Abstract
Background: Despite worthy biologic rationale and numerous studies introducing therapeutic strategies targeting Epidermal Growth Factor Receptor (EGFR), phase III clinical trials have claimed that these current anti-EGFR agents did not significantly improve overall survival of Gastric Cancer (GC) patients. Therefore, to discover flawless candidates of anti-EGFR therapy and ideal prognostic markers, innovative studies are warranted.
Methods: The aim of this study was to assess the expression profile of EGFR in GC, adjacent non-tumor and normal gastric tissues by qRT-PCR, investigating the association of EGFR expression with clinicopathological features, evaluating possible molecular interaction between EGFR and Androgen Receptor (AR), and elucidating novel prognostic marker using Cox regression model.
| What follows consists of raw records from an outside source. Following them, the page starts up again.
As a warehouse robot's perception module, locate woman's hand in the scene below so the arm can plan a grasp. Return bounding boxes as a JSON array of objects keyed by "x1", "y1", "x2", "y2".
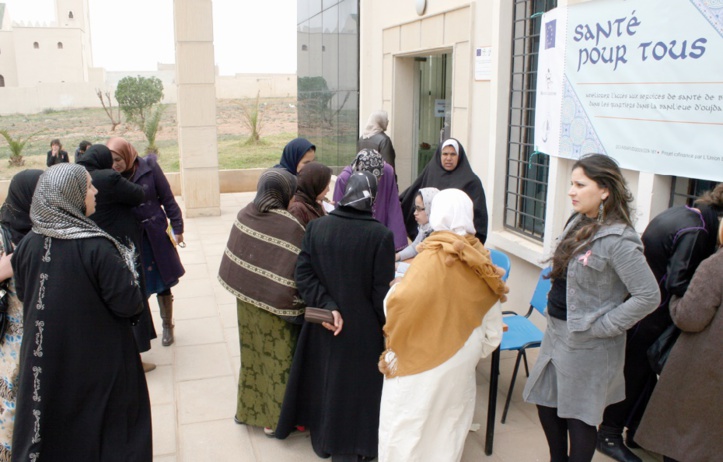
[{"x1": 321, "y1": 310, "x2": 344, "y2": 336}]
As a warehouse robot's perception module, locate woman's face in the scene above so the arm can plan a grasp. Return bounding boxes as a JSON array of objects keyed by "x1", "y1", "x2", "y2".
[
  {"x1": 442, "y1": 146, "x2": 459, "y2": 172},
  {"x1": 316, "y1": 182, "x2": 331, "y2": 202},
  {"x1": 85, "y1": 172, "x2": 98, "y2": 217},
  {"x1": 567, "y1": 167, "x2": 610, "y2": 218},
  {"x1": 296, "y1": 149, "x2": 316, "y2": 173},
  {"x1": 110, "y1": 151, "x2": 128, "y2": 173},
  {"x1": 414, "y1": 194, "x2": 429, "y2": 226}
]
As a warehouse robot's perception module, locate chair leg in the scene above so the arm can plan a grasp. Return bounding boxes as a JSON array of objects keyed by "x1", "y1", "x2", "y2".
[
  {"x1": 502, "y1": 350, "x2": 525, "y2": 423},
  {"x1": 520, "y1": 350, "x2": 530, "y2": 377}
]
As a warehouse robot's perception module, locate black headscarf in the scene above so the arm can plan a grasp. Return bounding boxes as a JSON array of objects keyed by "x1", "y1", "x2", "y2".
[
  {"x1": 399, "y1": 138, "x2": 487, "y2": 244},
  {"x1": 0, "y1": 169, "x2": 43, "y2": 245},
  {"x1": 274, "y1": 138, "x2": 316, "y2": 176},
  {"x1": 339, "y1": 171, "x2": 377, "y2": 213},
  {"x1": 76, "y1": 144, "x2": 113, "y2": 172},
  {"x1": 253, "y1": 168, "x2": 296, "y2": 213}
]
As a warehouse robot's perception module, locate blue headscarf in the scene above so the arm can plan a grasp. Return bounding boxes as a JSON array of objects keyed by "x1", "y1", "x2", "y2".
[{"x1": 274, "y1": 138, "x2": 316, "y2": 176}]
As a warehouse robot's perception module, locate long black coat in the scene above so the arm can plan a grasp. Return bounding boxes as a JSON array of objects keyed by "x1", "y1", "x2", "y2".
[
  {"x1": 276, "y1": 207, "x2": 394, "y2": 457},
  {"x1": 12, "y1": 232, "x2": 153, "y2": 462}
]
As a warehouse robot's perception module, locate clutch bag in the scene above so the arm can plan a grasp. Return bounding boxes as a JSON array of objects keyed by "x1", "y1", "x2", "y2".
[{"x1": 304, "y1": 306, "x2": 334, "y2": 324}]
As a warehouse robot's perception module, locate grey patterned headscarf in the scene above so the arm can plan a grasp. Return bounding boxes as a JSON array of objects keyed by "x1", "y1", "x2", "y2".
[
  {"x1": 254, "y1": 168, "x2": 296, "y2": 213},
  {"x1": 30, "y1": 164, "x2": 138, "y2": 280},
  {"x1": 351, "y1": 149, "x2": 384, "y2": 181}
]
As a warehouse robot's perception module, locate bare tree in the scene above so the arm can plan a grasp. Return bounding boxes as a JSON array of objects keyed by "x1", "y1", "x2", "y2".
[{"x1": 95, "y1": 88, "x2": 121, "y2": 132}]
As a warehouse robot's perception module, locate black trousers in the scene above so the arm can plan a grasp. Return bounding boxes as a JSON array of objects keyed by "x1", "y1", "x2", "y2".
[{"x1": 602, "y1": 303, "x2": 673, "y2": 433}]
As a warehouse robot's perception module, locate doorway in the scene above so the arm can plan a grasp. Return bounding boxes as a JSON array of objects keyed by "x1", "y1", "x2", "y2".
[{"x1": 412, "y1": 53, "x2": 452, "y2": 179}]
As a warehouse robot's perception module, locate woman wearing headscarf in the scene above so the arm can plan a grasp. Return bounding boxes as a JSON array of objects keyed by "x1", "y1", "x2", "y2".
[
  {"x1": 12, "y1": 164, "x2": 153, "y2": 462},
  {"x1": 379, "y1": 189, "x2": 507, "y2": 461},
  {"x1": 107, "y1": 138, "x2": 186, "y2": 346},
  {"x1": 76, "y1": 144, "x2": 156, "y2": 372},
  {"x1": 218, "y1": 168, "x2": 304, "y2": 436},
  {"x1": 0, "y1": 170, "x2": 43, "y2": 461},
  {"x1": 334, "y1": 149, "x2": 409, "y2": 250},
  {"x1": 289, "y1": 162, "x2": 331, "y2": 227},
  {"x1": 400, "y1": 138, "x2": 487, "y2": 244},
  {"x1": 356, "y1": 111, "x2": 397, "y2": 171},
  {"x1": 274, "y1": 138, "x2": 316, "y2": 176},
  {"x1": 397, "y1": 188, "x2": 439, "y2": 261},
  {"x1": 277, "y1": 172, "x2": 394, "y2": 461}
]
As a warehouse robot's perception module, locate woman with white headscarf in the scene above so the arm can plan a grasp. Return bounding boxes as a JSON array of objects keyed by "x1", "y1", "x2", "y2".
[
  {"x1": 356, "y1": 111, "x2": 397, "y2": 171},
  {"x1": 379, "y1": 189, "x2": 507, "y2": 461},
  {"x1": 12, "y1": 164, "x2": 153, "y2": 461}
]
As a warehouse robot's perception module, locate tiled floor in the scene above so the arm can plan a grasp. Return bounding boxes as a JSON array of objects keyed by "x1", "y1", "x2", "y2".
[{"x1": 143, "y1": 193, "x2": 660, "y2": 462}]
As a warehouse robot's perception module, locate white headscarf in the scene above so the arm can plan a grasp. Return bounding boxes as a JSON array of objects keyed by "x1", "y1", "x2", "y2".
[
  {"x1": 362, "y1": 111, "x2": 389, "y2": 139},
  {"x1": 440, "y1": 138, "x2": 459, "y2": 155},
  {"x1": 429, "y1": 188, "x2": 476, "y2": 236}
]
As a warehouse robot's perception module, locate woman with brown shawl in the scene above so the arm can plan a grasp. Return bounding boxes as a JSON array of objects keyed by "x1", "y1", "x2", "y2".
[
  {"x1": 289, "y1": 162, "x2": 331, "y2": 228},
  {"x1": 218, "y1": 168, "x2": 304, "y2": 436},
  {"x1": 379, "y1": 189, "x2": 507, "y2": 461}
]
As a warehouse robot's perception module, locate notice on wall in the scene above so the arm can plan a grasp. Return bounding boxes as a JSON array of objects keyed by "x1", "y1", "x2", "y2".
[
  {"x1": 474, "y1": 47, "x2": 492, "y2": 80},
  {"x1": 535, "y1": 0, "x2": 723, "y2": 181}
]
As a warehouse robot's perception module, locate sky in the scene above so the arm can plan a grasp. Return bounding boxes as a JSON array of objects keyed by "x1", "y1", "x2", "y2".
[{"x1": 0, "y1": 0, "x2": 296, "y2": 75}]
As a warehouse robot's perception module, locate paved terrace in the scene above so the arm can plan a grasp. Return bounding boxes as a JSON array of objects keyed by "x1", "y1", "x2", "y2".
[{"x1": 143, "y1": 193, "x2": 661, "y2": 462}]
Results: Among 60 GC patients, 70% (42/60) overexpressed EGFR relative to normal gastric tissues. EGFR overexpression was significantly correlated with the AR overexpression in GC patients. Although EGFR overexpression was remarkably associated with unfavorable outcomes (HR= 4.067, 95% CI= 1.228-13.467, p= 0.022), it was not an independent prognostic factor adjusted for other variables. However, we provided evidences that simultaneous evaluation of EGFR and AR expression, could independently predict the outcome of GC patients and could use as a precise prognostic marker. Moreover, it was revealed that induction or inhibition of AR signaling could alter the mRNA expression of EGFR in GC cell lines.
Conclusion: By targeting AR and EGFR using a potent AR inhibitor such as Enzalutamide, we postulate the possible crosstalk between EGFR and AR pathways in GC. Moreover, our study provided evidences elucidating a novel promising marker, simultaneous evaluation of EGFR and AR expression, which could properly predict prognosis of gastric cancer patients.
Keywords: Epidermal Growth Factor Receptor (EGFR), Androgen Receptor (AR), Gastric Cancer (GC), targeted therapy, prognostic marker, Enzalutamide (ENZ).